Unraveling the response of forests to drought with explainable artificial intelligence (XAI)
Stenka Vulova, K Horn, Alby Duarte Rocha, Fabio Brill, Márk Somogyvári, Akpona Okujeni, Michael Förster, Birgit Kleinschmit
Abstract
• Developed a reproducible framework to assess the drivers of forest drought response. • The SHAP approach was used to quantify drivers spatially at a high resolution (30 m) • Tipping points shifting the forest ecosystem towards dieback and mortality identified. • Tree cover density, broadleaf tree percent and canopy height are the key drivers. • SPEI from the same year and ET from 1 year ago were the main meteorological drivers.

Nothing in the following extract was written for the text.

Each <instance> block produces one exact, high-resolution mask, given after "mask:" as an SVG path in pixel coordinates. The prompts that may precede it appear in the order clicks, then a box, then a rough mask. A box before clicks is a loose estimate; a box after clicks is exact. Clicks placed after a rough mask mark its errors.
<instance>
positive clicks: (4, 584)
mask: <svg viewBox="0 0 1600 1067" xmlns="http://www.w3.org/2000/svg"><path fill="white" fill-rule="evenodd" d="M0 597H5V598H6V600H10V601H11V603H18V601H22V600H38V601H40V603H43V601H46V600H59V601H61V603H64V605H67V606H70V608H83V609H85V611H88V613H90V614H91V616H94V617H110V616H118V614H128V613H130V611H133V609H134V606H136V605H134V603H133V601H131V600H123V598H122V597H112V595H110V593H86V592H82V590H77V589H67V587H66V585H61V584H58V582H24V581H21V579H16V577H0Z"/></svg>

Increases in the frequency and intensity of droughts and heat waves are threatening forests around the world. Climate-driven tree dieback and mortality is associated with devastating ecological and societal consequences, including the loss of carbon sequestration, habitat provisioning, and water filtration services. A spatially fine-grained understanding of the site characteristics making forests more susceptible to drought is still lacking. Furthermore, the complexity of drought effects on forests, which can be cumulative and delayed, demands investigation of the most appropriate meteorological indicators. To address this research gap, we investigated the drivers of drought-induced forest damage in a particularly drought-affected region of Central Europe using SHapley Additive exPlanations (SHAP) values, an explainable artificial intelligence (XAI) method which allows for the relevance of predictors to be quantified spatially. To develop a reproducible approach that facilitates transferability to other regions, open-source data was used to characterize the meteorological, vegetation, topographical, and soil drivers of tree vulnerability, representing 41 predictors in total. The forest drought response was characterized as a binary variable (“damaged” or “unchanged”) at a 30-m resolution based on the Normalized Difference Moisture Index (NDMI) anomaly (%) between a baseline period (2013–2017) and recent years (2018–2022). We revealed critical tipping points beyond which the forest ecosystem shifted towards a damaged state: <81 % tree cover density, <4 % of broadleaf trees, and < 24 m canopy height. Our study provides an enhanced understanding of trees’ response to drought, which can support forest managers aiming to make forests more climate-resilient, and serves as a prototype for interpretable early-warning systems.